11/Sep/2026
O Ministério da Fazenda corrigiu o prazo de vigência do decreto de desoneração da gasolina, que passa a valer até 9 de outubro, e não até 5 de outubro, como havia sido informado inicialmente. O presidente Luiz Inácio Lula da Silva assinou no dia 9 de setembro decreto que reduz tributos sobre a gasolina e o etanol hidratado, além de uma Medida Provisória (MP) que autoriza nova subvenção ao diesel. O decreto havia sido divulgado inicialmente com vigência de 10 de setembro a 5 de outubro. O prazo correto é de 30 dias corridos a partir do término da MP nº 1.358/2026, que estabelece a subvenção da gasolina e perdeu a vigência na quarta-feira (09/09). A mudança, segundo o Ministério da Fazenda, decorre apenas de erro no material de imprensa divulgado anteriormente. A equipe econômica alterou de 60 para 30 dias o intervalo de reavaliação das medidas destinadas a suavizar os preços dos combustíveis. O agravamento das condições no refino levou à intensificação tanto da desoneração tributária quanto da subvenção.
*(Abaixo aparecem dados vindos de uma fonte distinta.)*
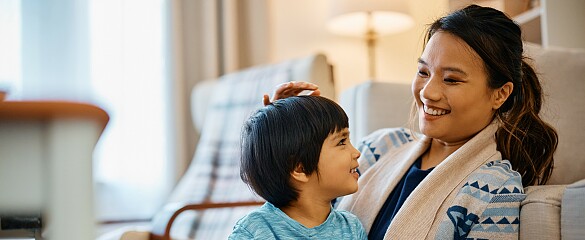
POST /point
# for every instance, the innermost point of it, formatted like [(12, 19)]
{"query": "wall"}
[(298, 29)]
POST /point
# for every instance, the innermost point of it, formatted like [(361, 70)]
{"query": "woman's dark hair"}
[(523, 137), (282, 137)]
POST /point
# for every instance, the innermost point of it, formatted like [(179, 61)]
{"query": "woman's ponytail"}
[(524, 138)]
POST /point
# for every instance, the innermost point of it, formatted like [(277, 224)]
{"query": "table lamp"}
[(369, 19)]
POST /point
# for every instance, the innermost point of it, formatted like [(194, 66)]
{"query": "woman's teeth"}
[(434, 112)]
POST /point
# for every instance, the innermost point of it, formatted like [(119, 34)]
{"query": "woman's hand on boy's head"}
[(289, 89)]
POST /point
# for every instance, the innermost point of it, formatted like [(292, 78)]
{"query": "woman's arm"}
[(289, 89)]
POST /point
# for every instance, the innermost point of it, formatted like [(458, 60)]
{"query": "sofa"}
[(552, 211)]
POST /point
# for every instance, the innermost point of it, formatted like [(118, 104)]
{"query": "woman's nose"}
[(356, 153), (431, 90)]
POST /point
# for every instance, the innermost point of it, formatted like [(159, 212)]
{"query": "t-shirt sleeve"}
[(240, 233)]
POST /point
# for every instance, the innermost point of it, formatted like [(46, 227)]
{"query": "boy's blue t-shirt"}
[(269, 222)]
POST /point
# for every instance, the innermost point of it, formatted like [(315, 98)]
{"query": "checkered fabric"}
[(214, 172)]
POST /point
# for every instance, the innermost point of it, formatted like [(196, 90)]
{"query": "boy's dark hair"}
[(283, 136)]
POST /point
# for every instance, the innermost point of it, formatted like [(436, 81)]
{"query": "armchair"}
[(552, 211), (210, 197)]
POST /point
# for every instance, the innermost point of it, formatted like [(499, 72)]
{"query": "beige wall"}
[(298, 28)]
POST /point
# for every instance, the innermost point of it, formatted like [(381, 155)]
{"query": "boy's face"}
[(337, 166)]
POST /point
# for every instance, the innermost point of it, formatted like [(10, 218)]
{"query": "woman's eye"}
[(423, 74)]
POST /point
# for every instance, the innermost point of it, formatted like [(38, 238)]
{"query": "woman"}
[(477, 102)]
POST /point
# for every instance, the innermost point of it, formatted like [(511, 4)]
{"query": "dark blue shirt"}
[(396, 198)]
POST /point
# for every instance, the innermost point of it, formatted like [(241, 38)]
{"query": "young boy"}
[(296, 154)]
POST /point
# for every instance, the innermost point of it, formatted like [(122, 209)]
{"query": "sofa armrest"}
[(163, 222), (573, 211), (540, 213)]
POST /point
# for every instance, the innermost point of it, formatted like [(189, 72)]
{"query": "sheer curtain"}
[(112, 53), (129, 74)]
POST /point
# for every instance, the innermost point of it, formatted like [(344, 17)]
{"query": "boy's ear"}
[(502, 94), (299, 175)]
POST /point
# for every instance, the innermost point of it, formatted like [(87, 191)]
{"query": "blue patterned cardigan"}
[(472, 194)]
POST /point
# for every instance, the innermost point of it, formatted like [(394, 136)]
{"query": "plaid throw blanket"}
[(214, 172)]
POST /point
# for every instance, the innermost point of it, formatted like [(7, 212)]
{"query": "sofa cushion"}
[(561, 72), (540, 213)]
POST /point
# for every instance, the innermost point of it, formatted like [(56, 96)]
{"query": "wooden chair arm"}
[(162, 223)]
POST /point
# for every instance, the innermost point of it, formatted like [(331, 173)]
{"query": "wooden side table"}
[(46, 150)]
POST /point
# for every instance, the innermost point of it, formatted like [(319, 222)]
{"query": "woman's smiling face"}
[(452, 96)]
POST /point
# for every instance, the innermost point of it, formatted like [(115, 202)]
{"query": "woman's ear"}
[(299, 174), (502, 94)]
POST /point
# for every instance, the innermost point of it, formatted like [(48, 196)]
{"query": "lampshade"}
[(350, 17)]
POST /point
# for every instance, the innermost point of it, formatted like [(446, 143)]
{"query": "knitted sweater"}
[(472, 194)]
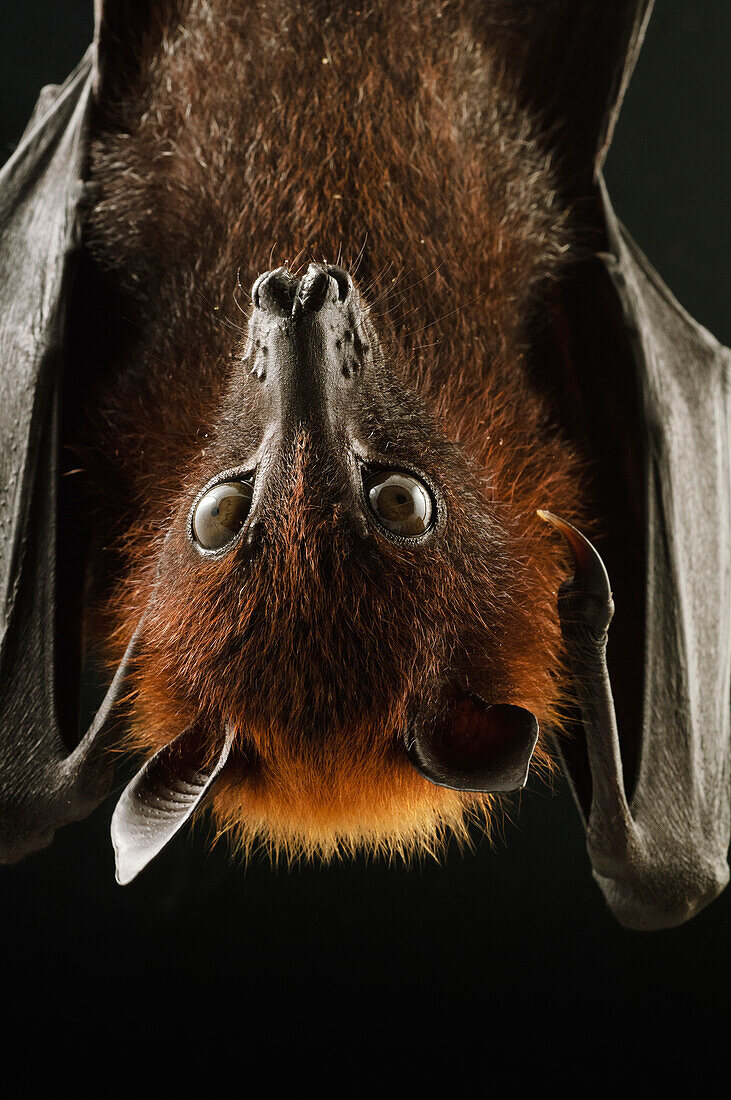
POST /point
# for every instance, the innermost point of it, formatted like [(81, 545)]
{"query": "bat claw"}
[(590, 573)]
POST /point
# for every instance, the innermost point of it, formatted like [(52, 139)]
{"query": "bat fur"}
[(386, 138)]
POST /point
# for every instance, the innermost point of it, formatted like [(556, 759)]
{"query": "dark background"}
[(510, 944)]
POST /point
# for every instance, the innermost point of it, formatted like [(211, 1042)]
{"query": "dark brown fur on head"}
[(386, 138)]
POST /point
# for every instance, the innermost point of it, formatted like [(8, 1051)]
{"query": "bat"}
[(443, 499)]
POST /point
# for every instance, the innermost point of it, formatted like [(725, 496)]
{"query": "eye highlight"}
[(399, 502), (221, 513)]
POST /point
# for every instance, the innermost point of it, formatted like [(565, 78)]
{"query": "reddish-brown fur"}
[(258, 132)]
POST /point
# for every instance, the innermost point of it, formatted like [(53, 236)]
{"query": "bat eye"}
[(221, 514), (399, 502)]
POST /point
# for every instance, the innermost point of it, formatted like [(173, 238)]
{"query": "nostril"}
[(275, 292), (343, 279), (313, 289)]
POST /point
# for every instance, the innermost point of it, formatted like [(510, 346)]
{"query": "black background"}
[(510, 944)]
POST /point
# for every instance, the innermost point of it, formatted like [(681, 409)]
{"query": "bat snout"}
[(281, 294)]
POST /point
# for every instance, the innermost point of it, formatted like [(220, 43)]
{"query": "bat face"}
[(353, 595), (339, 594)]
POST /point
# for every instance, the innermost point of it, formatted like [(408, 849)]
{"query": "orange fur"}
[(388, 139)]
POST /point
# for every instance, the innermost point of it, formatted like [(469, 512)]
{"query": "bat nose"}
[(280, 294)]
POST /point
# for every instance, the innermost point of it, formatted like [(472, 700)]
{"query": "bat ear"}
[(467, 745), (161, 799)]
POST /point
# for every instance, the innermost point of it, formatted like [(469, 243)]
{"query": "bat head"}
[(338, 605)]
A estratégia permite uma revisão mais frequente das medidas caso haja alteração no cenário de preços do petróleo e do refino. Uma eventual queda dos preços do petróleo e do refino poderá antecipar a retirada da subvenção ou da desoneração, sem necessidade de manutenção das medidas pelo período integral de 30 dias. No caso do decreto, a vigência será de 30 dias a partir do encerramento da medida anterior, sem relação com outras matérias em tramitação ou com o calendário eleitoral. Segundo o governo federal, o decreto reduz em R$ 0,63 por litro o PIS/Cofins incidente sobre a gasolina e zera as contribuições sobre o etanol hidratado. No fim de agosto, o presidente Lula sancionou a Lei Complementar nº 235, originada do PLP 114, que permite, em 2026, compensar a redução da tributação sobre combustíveis por meio do aumento extraordinário da receita da União decorrente da alta do petróleo, em atendimento às exigências da Lei de Responsabilidade Fiscal (LRF).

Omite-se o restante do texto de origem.